District Judge Darrin P. Gayles in Florida wrote in the order that Trump had not made the argument that the article was published with the intent required to prove defamation under the “actual malice” standard that applies to public figures, according to Sky News. The judge gave the president a chance to file an amended complaint addressing the legal deficiencies in his original filing.
In a post on Truth Social, Trump characterized the lawsuit, filed in July last year, as “historic legal action” which he claimed was filed on behalf of himself and all Americans who will “no longer tolerate the abusive wrongdoings of the Fake News Media.” The language framed personal legal action as public interest litigation despite the case being filed to protect Trump’s reputation rather than broader press freedom concerns.
“I hope Rupert and his ‘friends’ are looking forward to the many hours of depositions and testimonies they will have to provide in this case,” he wrote after launching the defamation lawsuit—threatening language suggesting litigation was intended to harass defendants through discovery burdens rather than merely seek damages for reputational harm.
The Wall Street Journal’s report focused on a letter the publication disclosed Trump wrote as part of a collection Jeffrey Epstein’s former girlfriend Ghislaine Maxwell planned to give him as a 50th birthday present in 2003. Trump claimed that the letter he allegedly wrote to convicted pedophile Epstein was “fake” and declared he would sue the “ass off” Murdoch after the Wall Street Journal published the story last July.
The Wall Street Journal indicated the letter featured several lines of typewritten text, concluding with: “May every day be another wonderful secret.” The text was framed by what appeared to be a hand-drawn outline of a naked woman, the publication claimed. The letter is also said to have featured the signature “Donald.”
Trump immediately denied writing the letter, which was subsequently released publicly by Congress via subpoenaed records from Epstein’s estate when the report was published. “The Wall Street Journal printed a FAKE letter, supposedly to Epstein,” he wrote on Truth Social at the time.

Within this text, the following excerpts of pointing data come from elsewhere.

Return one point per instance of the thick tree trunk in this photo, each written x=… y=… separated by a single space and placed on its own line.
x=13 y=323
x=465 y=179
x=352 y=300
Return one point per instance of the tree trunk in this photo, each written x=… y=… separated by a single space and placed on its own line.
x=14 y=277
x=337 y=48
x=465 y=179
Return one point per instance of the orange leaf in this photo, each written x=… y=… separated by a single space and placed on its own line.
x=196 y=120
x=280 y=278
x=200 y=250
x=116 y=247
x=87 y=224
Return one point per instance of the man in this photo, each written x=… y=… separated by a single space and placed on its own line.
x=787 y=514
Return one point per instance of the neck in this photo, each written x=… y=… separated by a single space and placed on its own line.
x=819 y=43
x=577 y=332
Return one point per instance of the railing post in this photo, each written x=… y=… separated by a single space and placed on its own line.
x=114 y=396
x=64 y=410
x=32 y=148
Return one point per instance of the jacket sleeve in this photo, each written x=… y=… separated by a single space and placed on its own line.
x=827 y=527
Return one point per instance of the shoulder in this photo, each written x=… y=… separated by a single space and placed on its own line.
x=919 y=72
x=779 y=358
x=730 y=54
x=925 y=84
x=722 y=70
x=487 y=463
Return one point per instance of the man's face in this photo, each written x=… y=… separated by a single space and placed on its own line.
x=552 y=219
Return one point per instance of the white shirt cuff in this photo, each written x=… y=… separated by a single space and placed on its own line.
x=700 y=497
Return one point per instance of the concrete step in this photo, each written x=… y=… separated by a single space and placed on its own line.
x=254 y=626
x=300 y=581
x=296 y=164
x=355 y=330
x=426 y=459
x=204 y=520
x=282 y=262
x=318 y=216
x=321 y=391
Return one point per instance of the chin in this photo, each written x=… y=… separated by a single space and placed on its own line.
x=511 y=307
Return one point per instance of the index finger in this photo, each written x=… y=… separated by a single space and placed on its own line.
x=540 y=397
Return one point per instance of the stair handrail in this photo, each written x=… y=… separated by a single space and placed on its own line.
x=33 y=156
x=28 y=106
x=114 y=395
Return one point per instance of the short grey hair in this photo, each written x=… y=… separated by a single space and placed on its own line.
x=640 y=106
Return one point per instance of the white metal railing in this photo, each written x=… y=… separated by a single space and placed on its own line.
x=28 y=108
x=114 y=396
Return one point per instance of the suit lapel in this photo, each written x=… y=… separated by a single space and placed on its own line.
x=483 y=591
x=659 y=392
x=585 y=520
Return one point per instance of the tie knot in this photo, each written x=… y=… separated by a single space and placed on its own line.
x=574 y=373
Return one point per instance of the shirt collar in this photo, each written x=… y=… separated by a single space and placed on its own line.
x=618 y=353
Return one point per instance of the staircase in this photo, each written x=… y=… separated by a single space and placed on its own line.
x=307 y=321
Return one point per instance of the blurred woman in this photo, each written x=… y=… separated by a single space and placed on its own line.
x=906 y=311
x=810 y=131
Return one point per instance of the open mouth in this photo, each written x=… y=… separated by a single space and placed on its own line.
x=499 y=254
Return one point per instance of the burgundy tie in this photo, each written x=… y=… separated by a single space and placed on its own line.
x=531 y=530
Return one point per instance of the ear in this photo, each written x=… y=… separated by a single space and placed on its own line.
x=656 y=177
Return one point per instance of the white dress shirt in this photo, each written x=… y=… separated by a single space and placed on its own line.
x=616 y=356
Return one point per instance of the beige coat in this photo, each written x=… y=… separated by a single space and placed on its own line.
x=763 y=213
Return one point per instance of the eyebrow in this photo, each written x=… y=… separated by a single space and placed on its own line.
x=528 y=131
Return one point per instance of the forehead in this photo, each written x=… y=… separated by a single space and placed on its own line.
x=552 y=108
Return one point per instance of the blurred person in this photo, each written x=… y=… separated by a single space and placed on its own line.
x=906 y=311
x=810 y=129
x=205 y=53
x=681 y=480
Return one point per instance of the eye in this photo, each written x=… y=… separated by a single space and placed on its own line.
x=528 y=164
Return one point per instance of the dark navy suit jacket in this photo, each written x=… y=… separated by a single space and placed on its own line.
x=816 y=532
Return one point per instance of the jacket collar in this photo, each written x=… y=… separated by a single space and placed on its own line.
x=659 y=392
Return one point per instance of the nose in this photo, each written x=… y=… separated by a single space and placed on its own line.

“These are not my words, not the way I talk. Also, I don’t draw pictures. I told Rupert Murdoch it was a Scam, that he shouldn’t print this Fake Story. But he did, and now I’m going to sue his ass off, and that of his third rate newspaper,” Trump continued, employing characteristically crude language to attack one of the world’s most influential business publications.
The Independent confirmed that a federal judge dismissed Trump’s defamation lawsuit against The Wall Street Journal, Rupert Murdoch, and the journalists and publishers who documented an alleged birthday letter to convicted sex offender Jeffrey Epstein, which the president claims does not exist.
The letter—allegedly signed by Trump and featuring a sexually suggestive drawing and a birthday wish stating “may every day be another wonderful secret”—was first published by the newspaper and then shared with members of Congress by the Epstein estate last year, making it part of the public record that anyone could examine.
Trump has repeatedly denied writing the letter and denied that a signature on the document is his. He filed a $10 billion defamation lawsuit last summer, claiming that “no authentic letter or drawing exists” and blasting the story as a “false, malicious, defamatory, FAKE NEWS ‘article’ in the useless ‘rag’ that is” the Wall Street Journal.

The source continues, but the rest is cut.